Experimental procedures

Statistical methods were not used to predetermine sample size. Experiments were not randomized. Investigators were not blinded to allocation during experiments and outcome assessment.

Mice

Wild-type 129SV mice were purchased from Taconic Biosciences. All mouse work was performed in compliance with all the relevant ethical regulations established by the Institutional Animal Care and Use Committee (IACUC) of Boston Children’s Hospital and under protocols approved by the IACUC of Boston Children’s Hospital. Mice were maintained on a 14-h light/10-h dark schedule in a temperature (22 ± 3 °C) and humidity (35% ~ 70% ± 5%)-controlled environment, with food and water provided ad libitum. Male and female mice were used equally for all experiments.
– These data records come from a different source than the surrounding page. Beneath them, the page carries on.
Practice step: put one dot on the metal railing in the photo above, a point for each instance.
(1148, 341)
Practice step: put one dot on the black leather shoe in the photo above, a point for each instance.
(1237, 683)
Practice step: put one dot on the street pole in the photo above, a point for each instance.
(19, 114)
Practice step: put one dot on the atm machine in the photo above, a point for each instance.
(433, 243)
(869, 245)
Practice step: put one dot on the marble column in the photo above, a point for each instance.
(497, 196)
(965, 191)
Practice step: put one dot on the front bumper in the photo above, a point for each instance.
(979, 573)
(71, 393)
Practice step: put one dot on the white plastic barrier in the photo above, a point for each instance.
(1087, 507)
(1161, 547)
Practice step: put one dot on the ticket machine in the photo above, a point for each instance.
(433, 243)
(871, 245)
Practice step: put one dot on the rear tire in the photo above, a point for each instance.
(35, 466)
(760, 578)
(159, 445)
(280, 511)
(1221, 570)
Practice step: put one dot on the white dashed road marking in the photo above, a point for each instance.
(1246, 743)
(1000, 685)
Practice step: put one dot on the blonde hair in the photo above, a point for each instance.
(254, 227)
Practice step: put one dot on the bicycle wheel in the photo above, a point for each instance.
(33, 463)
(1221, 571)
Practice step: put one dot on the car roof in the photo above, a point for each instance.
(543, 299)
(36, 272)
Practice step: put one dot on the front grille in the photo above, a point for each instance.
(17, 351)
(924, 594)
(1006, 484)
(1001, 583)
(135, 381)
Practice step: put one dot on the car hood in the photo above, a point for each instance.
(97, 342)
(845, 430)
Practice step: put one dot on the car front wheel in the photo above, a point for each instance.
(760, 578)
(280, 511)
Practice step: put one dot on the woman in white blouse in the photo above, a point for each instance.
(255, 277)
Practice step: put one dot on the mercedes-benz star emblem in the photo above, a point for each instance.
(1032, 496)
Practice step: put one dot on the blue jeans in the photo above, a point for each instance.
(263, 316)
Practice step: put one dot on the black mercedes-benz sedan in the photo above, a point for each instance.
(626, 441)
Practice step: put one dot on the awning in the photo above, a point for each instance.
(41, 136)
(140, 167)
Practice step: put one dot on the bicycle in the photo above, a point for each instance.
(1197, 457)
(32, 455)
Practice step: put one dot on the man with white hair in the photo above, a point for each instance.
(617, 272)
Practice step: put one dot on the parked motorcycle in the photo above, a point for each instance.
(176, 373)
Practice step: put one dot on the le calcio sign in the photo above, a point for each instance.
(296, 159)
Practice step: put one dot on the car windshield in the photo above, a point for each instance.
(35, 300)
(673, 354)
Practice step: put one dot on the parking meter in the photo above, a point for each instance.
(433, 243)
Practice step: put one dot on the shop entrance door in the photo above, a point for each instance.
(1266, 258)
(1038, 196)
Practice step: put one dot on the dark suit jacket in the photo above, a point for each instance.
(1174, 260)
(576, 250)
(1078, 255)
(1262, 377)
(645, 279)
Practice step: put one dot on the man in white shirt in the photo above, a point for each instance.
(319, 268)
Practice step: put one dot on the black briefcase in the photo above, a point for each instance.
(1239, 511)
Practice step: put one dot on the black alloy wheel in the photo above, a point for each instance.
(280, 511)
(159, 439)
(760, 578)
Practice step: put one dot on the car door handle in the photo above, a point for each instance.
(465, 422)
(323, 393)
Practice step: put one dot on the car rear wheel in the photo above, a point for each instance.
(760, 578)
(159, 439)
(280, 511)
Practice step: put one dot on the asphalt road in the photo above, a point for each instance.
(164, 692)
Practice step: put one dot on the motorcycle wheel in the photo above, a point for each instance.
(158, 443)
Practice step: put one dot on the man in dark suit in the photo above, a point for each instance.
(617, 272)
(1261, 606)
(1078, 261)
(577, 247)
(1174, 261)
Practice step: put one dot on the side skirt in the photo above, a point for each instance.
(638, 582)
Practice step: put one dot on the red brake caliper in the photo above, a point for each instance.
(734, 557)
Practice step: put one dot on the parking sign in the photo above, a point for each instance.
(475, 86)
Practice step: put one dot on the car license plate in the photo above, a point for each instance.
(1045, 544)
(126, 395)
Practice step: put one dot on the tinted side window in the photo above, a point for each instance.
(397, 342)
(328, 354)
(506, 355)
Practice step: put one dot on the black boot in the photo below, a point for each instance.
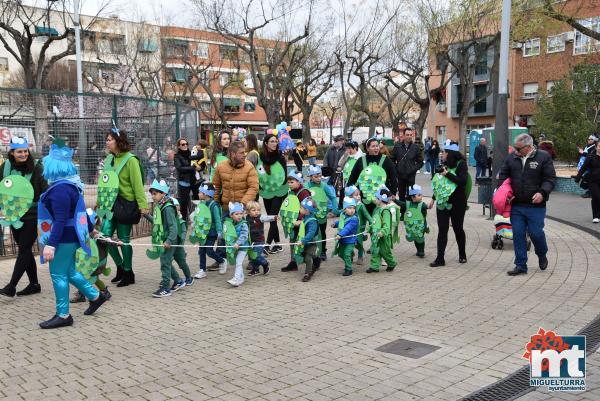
(94, 305)
(56, 322)
(119, 275)
(30, 290)
(128, 278)
(8, 291)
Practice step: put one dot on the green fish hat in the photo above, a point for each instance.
(16, 198)
(289, 212)
(442, 188)
(320, 197)
(370, 179)
(415, 224)
(201, 223)
(230, 237)
(85, 264)
(271, 185)
(108, 189)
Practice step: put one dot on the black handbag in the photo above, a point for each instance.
(126, 212)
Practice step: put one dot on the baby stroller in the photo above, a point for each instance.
(504, 231)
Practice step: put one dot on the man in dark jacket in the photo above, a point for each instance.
(481, 156)
(333, 156)
(408, 159)
(532, 179)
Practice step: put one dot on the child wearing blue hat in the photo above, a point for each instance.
(384, 230)
(346, 236)
(364, 217)
(315, 185)
(296, 186)
(307, 242)
(167, 228)
(414, 212)
(206, 194)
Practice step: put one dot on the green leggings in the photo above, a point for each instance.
(123, 234)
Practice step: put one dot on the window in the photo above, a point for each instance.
(481, 67)
(585, 44)
(201, 50)
(227, 52)
(480, 106)
(530, 90)
(531, 47)
(176, 48)
(555, 44)
(231, 105)
(249, 106)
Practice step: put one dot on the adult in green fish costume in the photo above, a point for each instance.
(451, 189)
(414, 211)
(272, 179)
(368, 173)
(120, 161)
(21, 184)
(219, 151)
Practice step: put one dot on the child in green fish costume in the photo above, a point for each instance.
(347, 234)
(364, 217)
(384, 231)
(322, 194)
(168, 229)
(415, 218)
(237, 238)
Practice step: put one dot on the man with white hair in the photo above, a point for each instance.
(533, 178)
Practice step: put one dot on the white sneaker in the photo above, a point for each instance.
(223, 267)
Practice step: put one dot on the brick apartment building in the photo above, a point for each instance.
(535, 65)
(215, 57)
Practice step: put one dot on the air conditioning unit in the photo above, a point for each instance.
(569, 36)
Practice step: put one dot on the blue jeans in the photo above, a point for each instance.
(217, 255)
(260, 260)
(480, 170)
(526, 219)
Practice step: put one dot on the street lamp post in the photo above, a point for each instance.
(82, 137)
(501, 129)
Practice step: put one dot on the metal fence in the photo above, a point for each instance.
(152, 127)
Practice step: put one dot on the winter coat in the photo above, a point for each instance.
(408, 159)
(502, 196)
(535, 174)
(235, 184)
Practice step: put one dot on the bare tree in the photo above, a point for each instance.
(243, 26)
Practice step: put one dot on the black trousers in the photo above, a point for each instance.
(183, 196)
(25, 238)
(272, 207)
(457, 216)
(595, 192)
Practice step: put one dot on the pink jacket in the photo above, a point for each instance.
(501, 198)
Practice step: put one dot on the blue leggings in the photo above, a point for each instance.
(63, 273)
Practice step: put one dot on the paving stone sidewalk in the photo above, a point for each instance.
(276, 338)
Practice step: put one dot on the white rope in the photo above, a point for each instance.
(241, 246)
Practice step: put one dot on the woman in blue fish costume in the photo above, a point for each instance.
(19, 211)
(64, 227)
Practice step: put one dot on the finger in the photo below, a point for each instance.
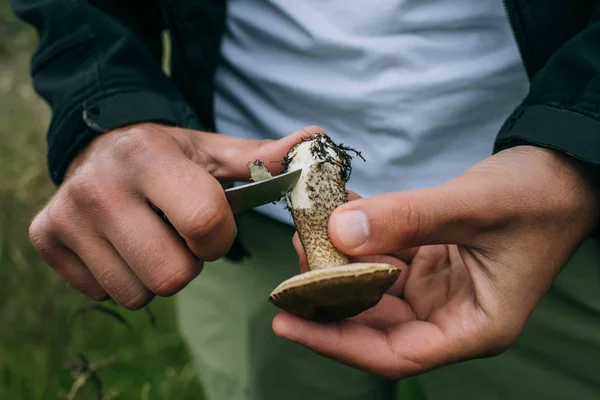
(394, 222)
(390, 311)
(111, 272)
(194, 203)
(64, 262)
(403, 350)
(154, 251)
(230, 156)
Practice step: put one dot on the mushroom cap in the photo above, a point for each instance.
(335, 293)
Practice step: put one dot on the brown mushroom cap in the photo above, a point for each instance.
(332, 294)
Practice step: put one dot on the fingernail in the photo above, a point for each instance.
(352, 228)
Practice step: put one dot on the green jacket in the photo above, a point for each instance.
(98, 65)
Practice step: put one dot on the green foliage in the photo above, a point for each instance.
(54, 343)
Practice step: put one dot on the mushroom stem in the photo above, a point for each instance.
(333, 289)
(327, 193)
(319, 191)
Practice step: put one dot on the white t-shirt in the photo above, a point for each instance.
(421, 88)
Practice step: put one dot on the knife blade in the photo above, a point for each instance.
(256, 194)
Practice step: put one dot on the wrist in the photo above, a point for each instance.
(99, 142)
(572, 178)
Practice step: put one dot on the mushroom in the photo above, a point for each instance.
(333, 289)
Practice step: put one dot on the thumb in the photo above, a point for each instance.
(391, 222)
(229, 156)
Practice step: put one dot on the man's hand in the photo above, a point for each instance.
(481, 250)
(101, 233)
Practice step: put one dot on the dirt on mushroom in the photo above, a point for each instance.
(334, 288)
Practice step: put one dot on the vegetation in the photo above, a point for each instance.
(54, 343)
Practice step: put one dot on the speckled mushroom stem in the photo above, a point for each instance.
(320, 190)
(327, 191)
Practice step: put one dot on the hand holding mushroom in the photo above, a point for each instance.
(482, 250)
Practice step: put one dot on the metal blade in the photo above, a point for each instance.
(256, 194)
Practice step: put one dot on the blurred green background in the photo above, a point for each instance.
(54, 343)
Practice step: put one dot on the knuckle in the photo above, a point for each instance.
(408, 217)
(499, 338)
(57, 219)
(136, 301)
(38, 234)
(136, 145)
(90, 191)
(85, 188)
(168, 285)
(204, 222)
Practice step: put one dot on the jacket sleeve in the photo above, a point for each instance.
(562, 109)
(99, 66)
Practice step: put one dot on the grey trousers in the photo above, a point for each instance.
(226, 320)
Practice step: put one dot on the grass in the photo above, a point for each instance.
(54, 343)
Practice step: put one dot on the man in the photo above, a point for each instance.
(421, 88)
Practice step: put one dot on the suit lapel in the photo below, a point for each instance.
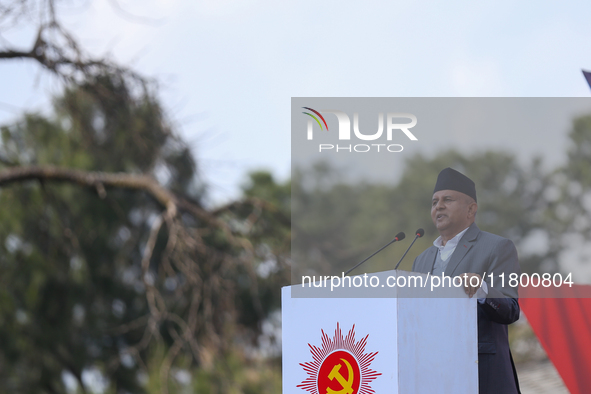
(430, 260)
(462, 249)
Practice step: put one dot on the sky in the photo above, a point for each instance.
(228, 68)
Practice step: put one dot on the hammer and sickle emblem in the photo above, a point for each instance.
(347, 385)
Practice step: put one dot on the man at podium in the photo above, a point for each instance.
(462, 249)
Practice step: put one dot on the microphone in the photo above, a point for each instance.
(418, 234)
(399, 237)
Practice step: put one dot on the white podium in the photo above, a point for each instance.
(382, 339)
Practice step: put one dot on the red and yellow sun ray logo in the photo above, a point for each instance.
(340, 366)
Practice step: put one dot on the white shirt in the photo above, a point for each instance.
(445, 251)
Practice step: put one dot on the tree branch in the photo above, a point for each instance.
(96, 180)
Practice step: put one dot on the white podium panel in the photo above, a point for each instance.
(424, 344)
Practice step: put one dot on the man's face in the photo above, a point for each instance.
(452, 212)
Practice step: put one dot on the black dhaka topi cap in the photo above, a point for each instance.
(450, 179)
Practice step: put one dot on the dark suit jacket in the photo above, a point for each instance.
(484, 253)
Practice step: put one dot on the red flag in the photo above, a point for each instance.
(587, 75)
(562, 323)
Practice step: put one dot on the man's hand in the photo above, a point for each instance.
(471, 285)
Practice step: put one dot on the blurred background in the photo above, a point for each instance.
(146, 181)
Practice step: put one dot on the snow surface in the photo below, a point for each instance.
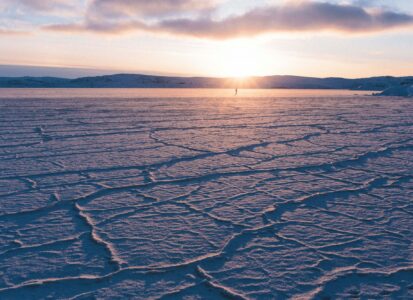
(214, 198)
(398, 91)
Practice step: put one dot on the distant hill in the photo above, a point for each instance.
(148, 81)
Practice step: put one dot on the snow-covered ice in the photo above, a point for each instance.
(206, 198)
(399, 91)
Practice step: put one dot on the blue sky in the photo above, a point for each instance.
(211, 38)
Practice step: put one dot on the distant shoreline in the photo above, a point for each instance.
(124, 81)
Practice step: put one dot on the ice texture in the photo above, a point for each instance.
(206, 198)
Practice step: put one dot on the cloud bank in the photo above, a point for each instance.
(39, 5)
(114, 17)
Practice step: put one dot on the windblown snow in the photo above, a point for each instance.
(215, 198)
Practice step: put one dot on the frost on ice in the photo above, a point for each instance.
(206, 198)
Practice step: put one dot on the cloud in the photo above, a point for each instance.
(12, 32)
(40, 5)
(293, 16)
(118, 8)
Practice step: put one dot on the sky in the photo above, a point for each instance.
(224, 38)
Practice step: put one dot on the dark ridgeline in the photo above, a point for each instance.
(148, 81)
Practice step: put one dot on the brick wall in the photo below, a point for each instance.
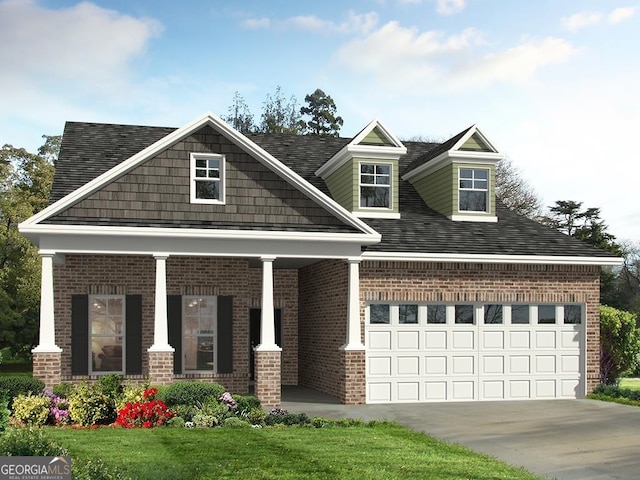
(490, 283)
(135, 275)
(322, 325)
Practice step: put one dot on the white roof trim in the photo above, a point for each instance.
(353, 149)
(454, 154)
(151, 232)
(475, 258)
(215, 122)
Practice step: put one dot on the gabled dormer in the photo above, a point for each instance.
(363, 176)
(457, 178)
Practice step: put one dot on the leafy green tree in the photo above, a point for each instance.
(239, 116)
(280, 115)
(322, 110)
(515, 192)
(25, 183)
(619, 344)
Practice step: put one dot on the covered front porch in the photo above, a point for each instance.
(319, 330)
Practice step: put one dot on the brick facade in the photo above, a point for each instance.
(268, 379)
(48, 368)
(135, 275)
(491, 283)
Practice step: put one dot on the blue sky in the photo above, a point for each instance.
(555, 85)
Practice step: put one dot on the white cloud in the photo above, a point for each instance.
(355, 23)
(515, 65)
(449, 7)
(405, 58)
(621, 14)
(82, 43)
(582, 20)
(255, 23)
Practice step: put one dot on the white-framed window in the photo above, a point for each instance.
(434, 314)
(106, 333)
(473, 193)
(207, 178)
(199, 339)
(375, 185)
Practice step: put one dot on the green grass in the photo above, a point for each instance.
(384, 451)
(630, 383)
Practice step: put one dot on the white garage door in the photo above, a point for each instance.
(435, 353)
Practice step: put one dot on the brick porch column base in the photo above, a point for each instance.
(48, 367)
(267, 375)
(354, 378)
(161, 368)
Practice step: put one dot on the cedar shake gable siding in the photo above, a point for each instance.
(156, 193)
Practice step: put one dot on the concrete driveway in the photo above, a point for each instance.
(562, 439)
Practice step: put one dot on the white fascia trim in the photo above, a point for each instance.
(233, 135)
(448, 157)
(365, 151)
(353, 149)
(474, 218)
(154, 232)
(365, 214)
(475, 258)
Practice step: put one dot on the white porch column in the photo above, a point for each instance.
(267, 321)
(354, 341)
(160, 327)
(47, 338)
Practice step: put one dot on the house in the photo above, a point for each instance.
(370, 269)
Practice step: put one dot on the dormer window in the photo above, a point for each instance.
(474, 189)
(375, 185)
(207, 178)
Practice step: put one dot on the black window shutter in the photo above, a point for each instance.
(225, 334)
(134, 334)
(174, 318)
(79, 334)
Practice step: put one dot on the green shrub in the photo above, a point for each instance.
(88, 405)
(186, 411)
(246, 402)
(190, 393)
(32, 410)
(29, 442)
(288, 419)
(63, 390)
(176, 422)
(20, 385)
(130, 394)
(235, 422)
(5, 413)
(255, 416)
(619, 344)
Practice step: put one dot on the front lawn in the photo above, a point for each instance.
(382, 451)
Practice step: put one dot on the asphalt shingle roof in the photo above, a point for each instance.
(90, 149)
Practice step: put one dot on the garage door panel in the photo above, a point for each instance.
(380, 340)
(408, 340)
(463, 340)
(408, 365)
(435, 365)
(545, 339)
(520, 364)
(445, 362)
(435, 340)
(493, 340)
(520, 339)
(463, 365)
Generation and characterization of the entire Vκ locus inversion mouse model

The CRISPR–Cas9-mediated entire Vκ locus inversion modifications were made on one Igk allele in the TC1 embryonic stem (ES) cell line. Targeting of the ES cells was performed using sgRNA1 and sgRNA2 as previously described41. Positive clones with 3.1 Mb Vκ locus inversion were identified by PCR and confirmed by Sanger sequencing. After testing negative for mycoplasma, the ES clone with Vκ inversion was injected into RAG2-deficient blastocysts to generate chimeras42. The chimeric mice were bred with wild-type 129SV mice for germline transmission of the targeted inversion, and bred to homozygosity. Sequences of all sgRNAs and oligonucleotides mentioned in this section and sections below are listed in Supplementary Table 1.

Generation of V H
7-3 Igh pre-rearranged; Rag2
−/− mouse model

The heterozygous or homozygous VH7-3 Igh pre-rearranged mice (VH7-3wt/re or VH7-3re/re) were generated through induced pluripotent stem (iPS) cells and maintained in the Alt laboratory. To perform 3C-HTGTS experiments with RAG2-deficient background, VH7-3wt/re or VH7-3re/re mice were crossed with Rag2−/− mice to obtain VH7-3wt/re; Rag2−/− or VH7-3re/re; Rag2−/− mice on the 129SV background.

Purification of bone marrow precursor B cells

For RAG on-target and off-target analysis, single cell suspensions were derived from bone marrows of 4- to 6-week-old male and female wild-type and Igk Vκ locus inversion 129SV mice and incubated in Red Blood Cell Lysing Buffer (Sigma-Aldrich, R7757) to deplete the erythrocytes. B220+CD43lowIgM pre-B cells were isolated by staining with anti-B220–APC (1:1,000 dilution; eBioscience, 17-0452-83), anti-CD43–PE (1:400 dilution; BD Biosciences, 553271) and anti-IgM–FITC (1:500 dilution; eBioscience, 11-5790-81) and purifying via fluorescence-activated cell sorting (FACS), and the purified primary pre-B cells were directly used for HTGTS-V(D)J-seq as described21,43.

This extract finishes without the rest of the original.